If you have access to Visual Studio Enterprise, there is also the Debug Managed Memory feature. Open the Dump file in Visual Studio and then click Debug Managed Memory and it will do what WinDbg is doing in the video.
If you want me to take a look at it, feel free to send me a link of where to download it.
1 Like
@adam Thanks. I’ll watch that in a bit. I’m trying to compress the DMP file right now, as it’s currently 9.5 GB, but then I’ll send you a link to grab it.
@adam Here is a link to the DMP file, compressed with 7-Zip: 628.45 MB file on MEGA
The link will expire on 04/17/2024.
1 Like
adam
April 10, 2024, 5:05pm
7
There are a lot of PSObjects pinned from job executions. I’ll see if I can reproduce this locally and find out what’s happening.
1 Like
Sounds good. Thank you. I added -RunspaceRecycling
onto each of the environments to see if it’ll help anything, since I saw you mention enabling it on a previous release having some memory leak issues.
adam
April 10, 2024, 5:32pm
9
Can you let me know which environment you are using for jobs (integrated, PS7, WinPS)?

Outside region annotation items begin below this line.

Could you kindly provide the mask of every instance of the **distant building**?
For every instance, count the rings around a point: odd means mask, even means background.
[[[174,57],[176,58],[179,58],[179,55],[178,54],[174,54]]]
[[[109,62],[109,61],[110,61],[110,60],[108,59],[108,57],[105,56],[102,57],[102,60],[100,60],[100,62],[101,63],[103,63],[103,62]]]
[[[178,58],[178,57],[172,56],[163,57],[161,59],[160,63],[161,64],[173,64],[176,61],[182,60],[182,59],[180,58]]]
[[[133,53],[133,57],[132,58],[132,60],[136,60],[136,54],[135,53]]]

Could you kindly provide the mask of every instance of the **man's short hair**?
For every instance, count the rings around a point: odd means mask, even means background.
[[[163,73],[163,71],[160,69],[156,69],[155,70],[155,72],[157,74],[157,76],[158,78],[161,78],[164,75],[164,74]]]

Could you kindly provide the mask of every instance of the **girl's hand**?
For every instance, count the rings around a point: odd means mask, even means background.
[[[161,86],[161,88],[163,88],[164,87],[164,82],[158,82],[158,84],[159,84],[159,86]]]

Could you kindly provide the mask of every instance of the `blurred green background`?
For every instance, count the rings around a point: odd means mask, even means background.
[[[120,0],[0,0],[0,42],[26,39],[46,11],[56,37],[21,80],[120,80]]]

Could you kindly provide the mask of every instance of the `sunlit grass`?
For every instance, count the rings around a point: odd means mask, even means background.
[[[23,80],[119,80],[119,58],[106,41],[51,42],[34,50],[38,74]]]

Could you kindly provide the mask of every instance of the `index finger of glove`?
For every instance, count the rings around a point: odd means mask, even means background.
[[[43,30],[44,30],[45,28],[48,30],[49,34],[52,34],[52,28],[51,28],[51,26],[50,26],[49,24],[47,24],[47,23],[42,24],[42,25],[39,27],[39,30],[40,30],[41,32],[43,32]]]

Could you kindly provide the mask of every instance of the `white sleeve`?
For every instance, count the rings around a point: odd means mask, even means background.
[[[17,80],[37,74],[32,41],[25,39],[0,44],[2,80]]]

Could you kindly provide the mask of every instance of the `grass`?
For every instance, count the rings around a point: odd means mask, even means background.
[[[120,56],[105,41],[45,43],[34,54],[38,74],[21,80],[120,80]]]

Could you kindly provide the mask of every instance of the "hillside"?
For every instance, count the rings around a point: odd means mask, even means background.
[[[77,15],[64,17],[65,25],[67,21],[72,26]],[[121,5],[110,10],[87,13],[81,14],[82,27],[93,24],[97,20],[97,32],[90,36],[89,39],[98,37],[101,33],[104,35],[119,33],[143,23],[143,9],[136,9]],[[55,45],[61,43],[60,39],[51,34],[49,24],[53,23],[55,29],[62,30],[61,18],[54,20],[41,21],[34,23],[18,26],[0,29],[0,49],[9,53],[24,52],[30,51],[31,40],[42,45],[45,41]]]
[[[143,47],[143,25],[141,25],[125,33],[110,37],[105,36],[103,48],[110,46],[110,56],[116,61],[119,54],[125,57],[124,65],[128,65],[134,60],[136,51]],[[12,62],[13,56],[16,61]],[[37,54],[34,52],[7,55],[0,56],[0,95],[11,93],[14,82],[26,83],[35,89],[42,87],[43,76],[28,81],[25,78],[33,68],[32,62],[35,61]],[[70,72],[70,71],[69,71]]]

@adam They’re all set to use the Default environment, and that’s set to Integrated. At least, the Scheduled jobs are. There are some scripts set to use PowerShell 7, but those are not being actively used yet.
adam
April 10, 2024, 8:02pm
11
I’ve been running jobs for the last few hours and see no noticeable change in memory usage. Let me dig around in the dump some more to see if I can see why all this is pinned.
Did it again overnight/this morning.
adam
April 11, 2024, 1:27pm
14
Can you try running in the non-integrated environment for these jobs? It will start a new PS process per job and any memory will be cleaned up.
1 Like
So, use Agent, for example?
adam
April 11, 2024, 1:37pm
16
Yep. That uses the same PS version as Integrated
1 Like
Okay. I changed the default to be Agent so I didn’t have to touch each script individually (since we aren’t really using anything other than “Default”). I’ll keep an eye on it through the day to see if it fixed/helped anything.
@adam Well, I was hopeful that changing the environment fixed it, but I got into the office and see that the memory issue returned.
I think I found the culprit. There’s a scheduled job that runs a script at 2AM every day. The script is fairly large and takes about an hour to complete if you run it manually. When I killed the agent child process for jobs, I could then see a failed job entry in PSU for that script.
Since pausing the schedule that runs this script, the server has not had any abnormal memory usage instances.